Genetic diseases of steroid hormone biosynthesis and metabolism; Type 1 diabetes; Type 2 diabetes
Perrin C. White, M.D., Principal Investigator
Dr. White has studied the molecular basis of several genetic diseases of steroid hormone synthesis and metabolism over the years. Some of these diseases affect growth, sexual differentiation or the ability to conserve salt in the blood, whereas others cause high blood pressure. Most recently, he has branched into study of a very large cell-surface molecule that his laboratory discovered serendipitously. It is important for development of the nervous system; mutations in this protein cause seizures, as well as, deafness and progressive blindness (Usher syndrome).
D. Randy McMillian, Ph.D., Assistant Professor
Dr. McMillan's interests involve the role of G protein-coupled receptors (GPCR) in development. He and Dr. White have cloned the gene that codes for the largest known GPCR, the Very Large G protein coupled Receptor 1 (VLGR1). Presently, he is involved in characterizing the function of VLGR1 to determine its role in development of the mammalian central nervous system.

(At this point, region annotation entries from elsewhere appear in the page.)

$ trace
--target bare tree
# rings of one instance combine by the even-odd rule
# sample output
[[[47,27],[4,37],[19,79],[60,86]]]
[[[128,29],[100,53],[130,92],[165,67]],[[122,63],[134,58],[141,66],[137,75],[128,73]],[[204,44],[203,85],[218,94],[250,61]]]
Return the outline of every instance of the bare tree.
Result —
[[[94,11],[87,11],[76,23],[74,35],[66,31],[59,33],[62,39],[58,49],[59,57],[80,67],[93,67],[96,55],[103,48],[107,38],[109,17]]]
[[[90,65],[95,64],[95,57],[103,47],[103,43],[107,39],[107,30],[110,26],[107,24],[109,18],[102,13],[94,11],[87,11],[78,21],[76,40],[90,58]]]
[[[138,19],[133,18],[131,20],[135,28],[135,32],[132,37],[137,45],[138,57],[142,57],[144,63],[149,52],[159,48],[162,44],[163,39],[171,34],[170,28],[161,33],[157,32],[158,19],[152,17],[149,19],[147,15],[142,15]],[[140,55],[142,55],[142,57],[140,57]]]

Daniela C. Rogoff, M.D., Ph.D., Postdoctoral Researcher
Dr. Rogoff was trained in Buenos Aires, Argentina. During her residency she became interested in adrenal disorders and focused her research on this subject. She began working in Dr. White's laboratory in September 2005. Her current project involves the study of the effect of specific cofactors in glucocorticoid action.